Daniela Tolchinsky

I am a political theorist specializing in political theology. My research deploys interdisciplinary methods to investigate the religious undercurrents of contemporary political phenomena. I am particularly interested in the politics of modern Israel and its relationship with the United States and with the West more broadly.

My dissertation, Save and Be Saved: A Politics of Israel and/in the West, analyzes an ethical discourse that dominated politics between Israel and the United States from 1961 through early 2025, one generally summarized with the term, “never again.” In this discourse, I argue, Israel’s existence discursively stands in for that of postwar Jewishness itself, a substitutive gesture the Israeli state eventually embraced. Drawing upon theological understandings emergent of the Pauline and early rabbinic period, the dissertation uncovers the embedded assumptions, relations of power, and theological-political implications of prefiguring Jews and the Jewish state in this way.

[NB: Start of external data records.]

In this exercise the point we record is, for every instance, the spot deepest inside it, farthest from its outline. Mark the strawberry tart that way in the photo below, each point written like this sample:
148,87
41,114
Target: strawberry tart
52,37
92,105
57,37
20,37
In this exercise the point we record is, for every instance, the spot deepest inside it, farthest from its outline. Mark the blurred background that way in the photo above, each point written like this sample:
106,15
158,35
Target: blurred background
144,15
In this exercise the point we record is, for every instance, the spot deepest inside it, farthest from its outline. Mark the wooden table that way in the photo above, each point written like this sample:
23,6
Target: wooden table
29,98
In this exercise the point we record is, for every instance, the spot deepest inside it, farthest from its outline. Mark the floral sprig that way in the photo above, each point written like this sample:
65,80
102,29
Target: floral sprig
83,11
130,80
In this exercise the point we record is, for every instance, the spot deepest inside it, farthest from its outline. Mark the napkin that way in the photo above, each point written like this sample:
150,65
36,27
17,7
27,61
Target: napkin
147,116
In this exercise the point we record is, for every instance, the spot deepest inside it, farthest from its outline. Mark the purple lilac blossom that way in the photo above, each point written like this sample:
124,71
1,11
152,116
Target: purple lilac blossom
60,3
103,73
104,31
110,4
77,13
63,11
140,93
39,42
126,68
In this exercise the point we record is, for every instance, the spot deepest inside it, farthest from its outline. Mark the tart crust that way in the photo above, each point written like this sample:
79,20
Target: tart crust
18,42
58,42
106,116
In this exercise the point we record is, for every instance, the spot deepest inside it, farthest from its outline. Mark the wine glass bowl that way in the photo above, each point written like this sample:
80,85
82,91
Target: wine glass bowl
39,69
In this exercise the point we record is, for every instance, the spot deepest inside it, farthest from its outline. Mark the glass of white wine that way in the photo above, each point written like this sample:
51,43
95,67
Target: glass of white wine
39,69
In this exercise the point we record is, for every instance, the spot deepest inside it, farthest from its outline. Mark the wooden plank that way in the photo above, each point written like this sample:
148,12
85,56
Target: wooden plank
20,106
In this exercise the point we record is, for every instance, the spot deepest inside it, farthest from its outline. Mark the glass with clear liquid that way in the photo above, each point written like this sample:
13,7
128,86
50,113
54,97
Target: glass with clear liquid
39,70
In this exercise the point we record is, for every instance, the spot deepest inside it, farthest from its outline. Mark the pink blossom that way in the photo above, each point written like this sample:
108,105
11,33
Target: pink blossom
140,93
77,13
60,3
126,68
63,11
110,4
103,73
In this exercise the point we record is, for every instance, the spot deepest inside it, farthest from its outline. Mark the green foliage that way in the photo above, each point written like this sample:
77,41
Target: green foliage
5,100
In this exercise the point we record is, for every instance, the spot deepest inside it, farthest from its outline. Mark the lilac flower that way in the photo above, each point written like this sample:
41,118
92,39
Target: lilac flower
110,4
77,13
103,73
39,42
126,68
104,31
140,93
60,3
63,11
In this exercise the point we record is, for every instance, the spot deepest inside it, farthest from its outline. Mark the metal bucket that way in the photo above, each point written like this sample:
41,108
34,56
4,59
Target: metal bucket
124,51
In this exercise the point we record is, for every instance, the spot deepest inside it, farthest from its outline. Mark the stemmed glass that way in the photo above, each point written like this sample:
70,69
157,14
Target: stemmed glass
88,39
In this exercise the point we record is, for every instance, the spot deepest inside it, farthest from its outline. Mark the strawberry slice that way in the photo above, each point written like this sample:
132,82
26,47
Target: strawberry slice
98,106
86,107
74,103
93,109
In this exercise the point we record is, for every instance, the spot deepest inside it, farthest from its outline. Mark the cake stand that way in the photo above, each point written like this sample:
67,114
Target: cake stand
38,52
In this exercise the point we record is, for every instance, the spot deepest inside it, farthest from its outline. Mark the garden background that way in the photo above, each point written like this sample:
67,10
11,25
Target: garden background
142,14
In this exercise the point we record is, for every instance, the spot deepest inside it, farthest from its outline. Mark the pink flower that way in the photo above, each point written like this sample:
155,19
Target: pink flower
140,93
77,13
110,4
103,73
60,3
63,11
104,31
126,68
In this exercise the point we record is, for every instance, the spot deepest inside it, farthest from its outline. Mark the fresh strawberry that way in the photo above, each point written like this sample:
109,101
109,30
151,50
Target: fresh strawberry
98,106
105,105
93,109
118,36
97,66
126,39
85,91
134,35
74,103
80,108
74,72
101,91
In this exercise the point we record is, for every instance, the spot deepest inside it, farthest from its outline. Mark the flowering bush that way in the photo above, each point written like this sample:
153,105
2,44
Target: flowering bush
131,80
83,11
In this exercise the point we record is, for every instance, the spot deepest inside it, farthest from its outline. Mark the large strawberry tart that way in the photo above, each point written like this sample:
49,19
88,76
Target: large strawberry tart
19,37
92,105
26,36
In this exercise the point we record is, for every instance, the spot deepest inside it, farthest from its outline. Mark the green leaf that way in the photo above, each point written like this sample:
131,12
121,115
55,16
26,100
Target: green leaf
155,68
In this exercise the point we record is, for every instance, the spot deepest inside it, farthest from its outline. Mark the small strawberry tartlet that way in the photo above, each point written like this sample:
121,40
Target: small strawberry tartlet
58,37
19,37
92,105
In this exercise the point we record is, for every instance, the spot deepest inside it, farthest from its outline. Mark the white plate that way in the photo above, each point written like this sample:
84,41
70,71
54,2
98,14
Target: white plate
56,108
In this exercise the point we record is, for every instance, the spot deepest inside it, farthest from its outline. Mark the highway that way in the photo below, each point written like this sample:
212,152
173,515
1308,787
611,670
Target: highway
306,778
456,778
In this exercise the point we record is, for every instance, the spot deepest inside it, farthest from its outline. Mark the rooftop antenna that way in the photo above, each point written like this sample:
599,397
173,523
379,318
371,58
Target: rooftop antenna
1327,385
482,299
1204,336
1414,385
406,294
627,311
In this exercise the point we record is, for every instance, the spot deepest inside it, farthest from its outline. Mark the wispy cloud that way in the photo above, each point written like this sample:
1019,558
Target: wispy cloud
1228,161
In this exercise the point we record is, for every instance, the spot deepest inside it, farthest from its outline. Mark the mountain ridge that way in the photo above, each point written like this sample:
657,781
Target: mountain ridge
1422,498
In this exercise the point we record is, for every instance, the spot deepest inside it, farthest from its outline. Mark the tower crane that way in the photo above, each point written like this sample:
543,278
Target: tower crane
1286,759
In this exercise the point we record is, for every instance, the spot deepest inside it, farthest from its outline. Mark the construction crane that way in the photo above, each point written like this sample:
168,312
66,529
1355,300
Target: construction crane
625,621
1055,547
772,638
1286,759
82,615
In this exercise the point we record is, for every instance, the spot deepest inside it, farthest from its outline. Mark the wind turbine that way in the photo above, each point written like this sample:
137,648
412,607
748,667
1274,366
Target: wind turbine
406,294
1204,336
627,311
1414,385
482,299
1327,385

My second project, tentatively titled Cutting Ties: A Political Theology of Boycotts, examines the conceptual, political, and theological history of disengagement as a method of protest and social influence. Examining concepts such as herem and niddui in Judaism, and haram and takfir in Islam, the project challenges the notion that boycotts are a phenomenon of modern democracies. It, instead, paints a picture of selective disengagement as a crucial mode for construction of the collective and individual self, one that threatens and transforms relations of power.